The point is, the tools aren't the issue.
The real problem is whether people have the knowledge, guardrails, and fiduciary protection to use those tools well.
Give someone a hammer and they can build a house.
Or if they don't know what they're doing, they can just as easily demolish the neighbor's mailbox and get a very stern letter from the HOA.
The hammer's not the problem.
Hello friends, this is Tyler Gardner welcoming you to another episode of your Money Guide on on the Side, where it is my job to simplify what seems complex, add nuance to what seems simple, and learn from and alongside some of the brightest minds in money, finance, and investing.
So let's get started and get you one step closer to where you need to be.
I want to start this week's episode by admitting something that feels a little like confessing I still sometimes Google how to hard boil an egg.
I am deeply afraid of talking about money when it even remotely brushes up against politics.
It feels like trying to explain the rules of cricket at Thanksgiving.
Half the room politely nods and pretends to care, the other half throws turkey legs at you and never hears a word you said.

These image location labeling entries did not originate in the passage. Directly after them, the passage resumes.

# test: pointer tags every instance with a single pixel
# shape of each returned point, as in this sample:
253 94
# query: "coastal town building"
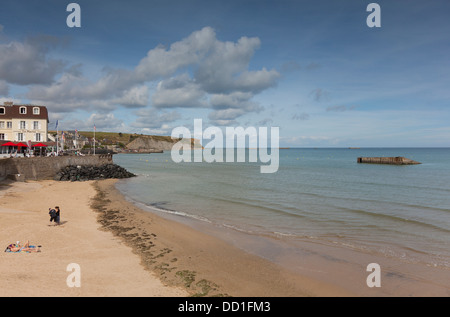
23 123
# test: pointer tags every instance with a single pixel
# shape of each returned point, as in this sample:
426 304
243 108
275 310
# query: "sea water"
320 196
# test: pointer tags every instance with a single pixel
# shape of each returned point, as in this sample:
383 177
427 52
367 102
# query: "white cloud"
4 89
198 71
134 97
180 92
27 63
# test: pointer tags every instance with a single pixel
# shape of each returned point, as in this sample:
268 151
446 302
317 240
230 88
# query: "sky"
315 69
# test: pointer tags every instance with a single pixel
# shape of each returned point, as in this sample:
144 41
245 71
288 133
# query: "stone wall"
38 168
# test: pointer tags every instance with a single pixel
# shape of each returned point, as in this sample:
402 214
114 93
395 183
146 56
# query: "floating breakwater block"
90 172
398 160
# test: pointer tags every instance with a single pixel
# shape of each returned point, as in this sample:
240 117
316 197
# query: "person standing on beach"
52 213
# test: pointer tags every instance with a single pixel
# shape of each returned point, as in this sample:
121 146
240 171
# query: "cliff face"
149 143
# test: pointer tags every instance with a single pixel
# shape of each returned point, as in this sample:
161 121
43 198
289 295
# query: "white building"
23 123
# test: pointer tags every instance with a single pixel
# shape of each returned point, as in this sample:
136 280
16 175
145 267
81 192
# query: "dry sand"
125 251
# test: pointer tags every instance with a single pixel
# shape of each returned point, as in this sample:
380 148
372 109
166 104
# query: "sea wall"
38 168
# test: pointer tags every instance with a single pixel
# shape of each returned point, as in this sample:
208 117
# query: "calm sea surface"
320 195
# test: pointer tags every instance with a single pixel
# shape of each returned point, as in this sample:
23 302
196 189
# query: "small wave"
156 207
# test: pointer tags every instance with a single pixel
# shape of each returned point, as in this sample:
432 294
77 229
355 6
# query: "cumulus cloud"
302 116
199 71
320 95
180 91
341 108
27 63
134 97
152 119
4 89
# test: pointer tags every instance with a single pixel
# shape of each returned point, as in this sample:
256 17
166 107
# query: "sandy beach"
124 251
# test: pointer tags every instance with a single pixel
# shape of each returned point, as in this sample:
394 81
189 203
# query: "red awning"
39 144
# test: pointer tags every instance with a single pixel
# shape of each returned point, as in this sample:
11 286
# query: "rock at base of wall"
91 172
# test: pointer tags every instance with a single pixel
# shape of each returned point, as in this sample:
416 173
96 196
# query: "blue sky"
312 68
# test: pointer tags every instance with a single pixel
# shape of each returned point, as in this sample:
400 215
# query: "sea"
321 214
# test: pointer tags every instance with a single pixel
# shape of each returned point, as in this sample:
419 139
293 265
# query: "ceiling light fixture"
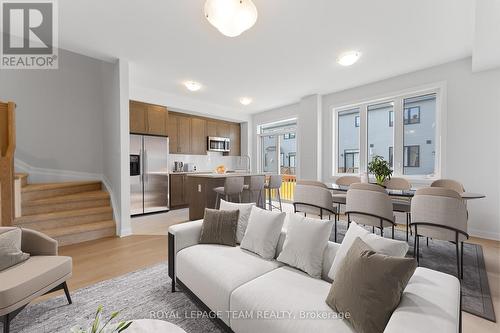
245 100
231 17
348 58
192 85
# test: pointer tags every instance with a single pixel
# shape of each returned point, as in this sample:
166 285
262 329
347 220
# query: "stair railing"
7 148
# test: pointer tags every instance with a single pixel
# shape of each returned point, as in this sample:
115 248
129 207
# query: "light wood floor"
111 257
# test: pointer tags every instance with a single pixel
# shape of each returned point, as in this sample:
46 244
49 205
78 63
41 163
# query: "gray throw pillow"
219 227
10 249
368 287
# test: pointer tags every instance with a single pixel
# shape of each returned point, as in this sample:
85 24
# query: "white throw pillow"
390 247
263 232
245 210
305 243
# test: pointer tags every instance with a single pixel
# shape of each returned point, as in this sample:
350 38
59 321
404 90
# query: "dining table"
405 193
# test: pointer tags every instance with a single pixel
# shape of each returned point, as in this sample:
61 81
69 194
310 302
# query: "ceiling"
290 52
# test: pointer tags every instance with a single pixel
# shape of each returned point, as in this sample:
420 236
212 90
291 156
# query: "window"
412 115
348 141
403 129
380 137
411 156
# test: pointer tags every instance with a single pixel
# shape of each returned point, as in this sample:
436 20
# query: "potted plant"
380 168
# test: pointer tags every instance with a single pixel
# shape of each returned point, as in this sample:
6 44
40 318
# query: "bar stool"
232 186
256 185
274 184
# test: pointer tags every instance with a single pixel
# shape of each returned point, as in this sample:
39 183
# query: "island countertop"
200 191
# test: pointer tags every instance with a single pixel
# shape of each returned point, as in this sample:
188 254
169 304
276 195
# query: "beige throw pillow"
10 249
368 287
219 227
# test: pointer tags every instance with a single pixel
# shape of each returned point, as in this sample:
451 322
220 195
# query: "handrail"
7 149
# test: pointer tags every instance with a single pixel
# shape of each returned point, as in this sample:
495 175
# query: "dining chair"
400 204
449 184
340 198
440 213
369 204
274 184
315 200
256 186
232 186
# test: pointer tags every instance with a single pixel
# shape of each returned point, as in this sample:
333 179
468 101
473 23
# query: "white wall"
471 137
59 113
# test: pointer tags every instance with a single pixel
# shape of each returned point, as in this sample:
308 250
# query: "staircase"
70 212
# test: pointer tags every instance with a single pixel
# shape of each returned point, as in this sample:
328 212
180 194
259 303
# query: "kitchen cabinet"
179 133
198 136
178 191
148 118
235 137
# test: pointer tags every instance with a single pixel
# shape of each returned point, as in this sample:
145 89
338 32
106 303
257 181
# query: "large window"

But here's the reality that I know we all know.
Sometimes finance and politics are like peanut butter and fluff.
completely inseparable.
Other times they're more like peanut butter and motor oil.
They really don't belong together.
But here we are, always pretending that they do.
So lovingly, I've decided to subtitle this week's episode, Things You Should Care About Regardless of Who You Love or Hate in Washington.
Because while we can all agree on very little these days, I think we can agree that whether or not you get to retire before you're 87 is worth setting aside partisan rage for just over 25 minutes.
In this episode, I'm going to walk through how the Obama administration thought about shifting the 401k system,
and how the Trump administration thought about and is thinking about the same.
I'll serve up some facts that some of you might call not facts, highlight a few distinctions, and then, like Clint Eastwood in The Good, the Bad, and the Ugly, we'll squint meaningfully into the sun and talk about what actually matters.
But before we get into it, a quick disclaimer.
As many of you should know, no policy will ever be objectively good for everyone, and none will be objectively bad for everyone.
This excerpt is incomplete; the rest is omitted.